Et je me jetai dans ses bras ouverts, et toute la nuit je reposai paisiblement sur sa poitrine.

Et le matin venu — « Grand-père aimé, lui dis-je, quand, oh ! quand donc me sera-t-il permis de déposer cette plume brûlante, et de vous suivre jusqu’à perdre haleine dans le cercle d’or des éternelles transformations ? »

— Et lui à moi : « Pauvre enfant de l’homme, elles passent donc bien lentement sur ton âme attristée, les heures rapides ! ?… Pour que déjà tu sois épris de la Mort décharnée !

» Vis ton heure, bois ta seconde, imprudent ! Pourquoi toujours chercher au fond de la coupe remplie ?… Pour y trouver du fiel ? !

» Vois ! Le vin est vermeil, et chaud le sang de tes artères, et fraîche la jeune fille comme une rose de mai !

» Brise ton corps de fatigue et laisse reposer ton âme lassée.
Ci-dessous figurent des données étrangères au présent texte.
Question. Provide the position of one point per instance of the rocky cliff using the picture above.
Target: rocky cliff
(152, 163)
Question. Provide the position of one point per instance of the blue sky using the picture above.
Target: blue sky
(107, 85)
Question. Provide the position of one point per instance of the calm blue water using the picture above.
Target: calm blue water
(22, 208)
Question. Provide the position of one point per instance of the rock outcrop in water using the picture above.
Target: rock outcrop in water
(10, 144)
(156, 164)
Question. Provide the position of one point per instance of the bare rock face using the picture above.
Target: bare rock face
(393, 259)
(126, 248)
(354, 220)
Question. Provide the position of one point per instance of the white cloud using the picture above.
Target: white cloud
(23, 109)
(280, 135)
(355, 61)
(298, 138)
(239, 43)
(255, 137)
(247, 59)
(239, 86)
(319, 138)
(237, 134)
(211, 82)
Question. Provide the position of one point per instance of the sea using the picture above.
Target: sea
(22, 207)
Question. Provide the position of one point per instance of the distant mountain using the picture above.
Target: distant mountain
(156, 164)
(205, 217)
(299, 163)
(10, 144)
La Mort est capricieuse ; elle fuit quand on l’appelle et se cache derrière les cyprès des tombes, comme la bergère de Virgile, entre les saules du ruisseau. Elle n’obéit aux ordres de personne.

» Vis, sois heureux. Grave sur ton front et sur tes reins ces sublimes paroles du royal Sardanapale :

» Mangez, buvez, aimez ; tout le reste n’est rien. »

442  » Là seulement est la sagesse des hommes et des nations ! »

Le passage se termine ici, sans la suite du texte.